Todas estas preguntas debían quedar sin respuesta.
Cuando el vapor pasó junto al buque
náufrago, leí distintamente en su espejo de popa el
nombre de Lérida pero no estaba indicada su matrícula.
Por su forma por su airoso corte, por el aspecto particular de su
estrave, los marineros aseguraron que era de construcción
americana.
Un buque mercante, un barco de guerra no hubiera
titubeado, en remolcar aquel casco, que sin duda encerraba un
cargamento valioso.
Sabido es que en tales casos, las ordenanzas
marítimas conceden al salvador del buque la tercera parte de su
valor; pero el Great Eastern, encargado de un servicio regular,
no podía remolcar aquellos restos durante millares de millas.
Volver atrás para conducirle al puerto más cercano era
igualmente imposible. Fue preciso, por lo tanto, abandonarlo, con gran
disgusto de los marineros, y, al poco rato, aquel casco no fue
más que un punto imperceptible que desapareció en el
horizonte.
El grupo de pasajeros se dispersó, volviendo
los unos al salón, otros a los camarotes.

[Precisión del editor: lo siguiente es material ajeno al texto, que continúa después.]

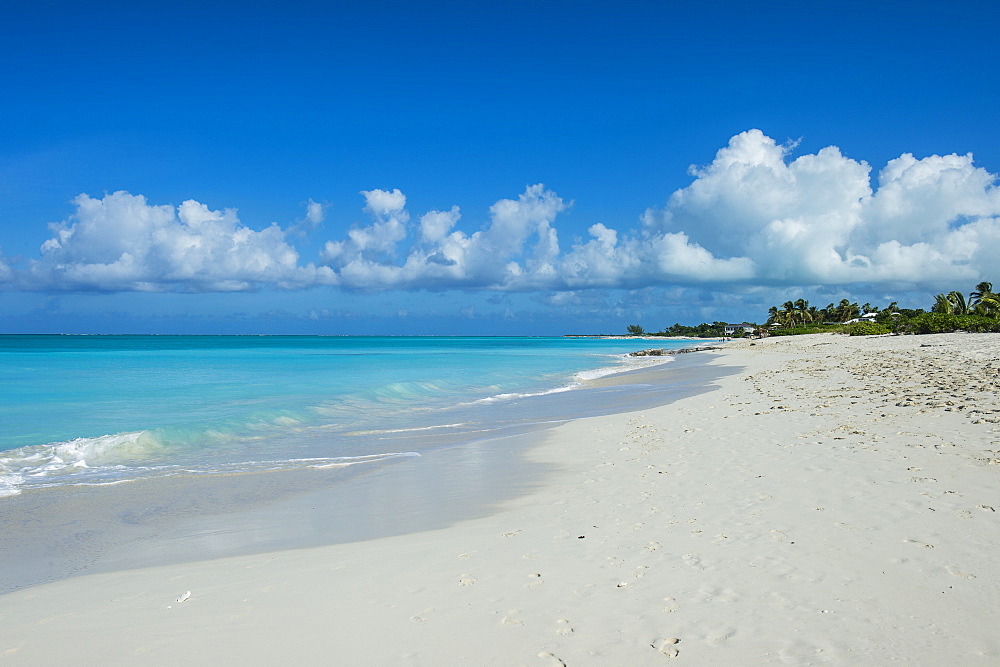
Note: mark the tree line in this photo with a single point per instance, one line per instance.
(950, 311)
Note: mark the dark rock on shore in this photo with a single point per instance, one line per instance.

La bocina que dio al
poco rato la señal del lunch no logró despertar a
cuantos dormían o estaban abatidos por el marco.
Al mediodía el capitán Anderson dispuso
que se colocasen las dos gavias y el trinquete, y el buque mejor
apoyado. De esta manera balanceó menos. Los marineros trataron
de orientar la cangreja arrollada a su verga con arreglo a un nuevo
sistema; pero el sistema debía ser demasiado bueno, pues la vela
no pudo aprovecharse en todo el viaje.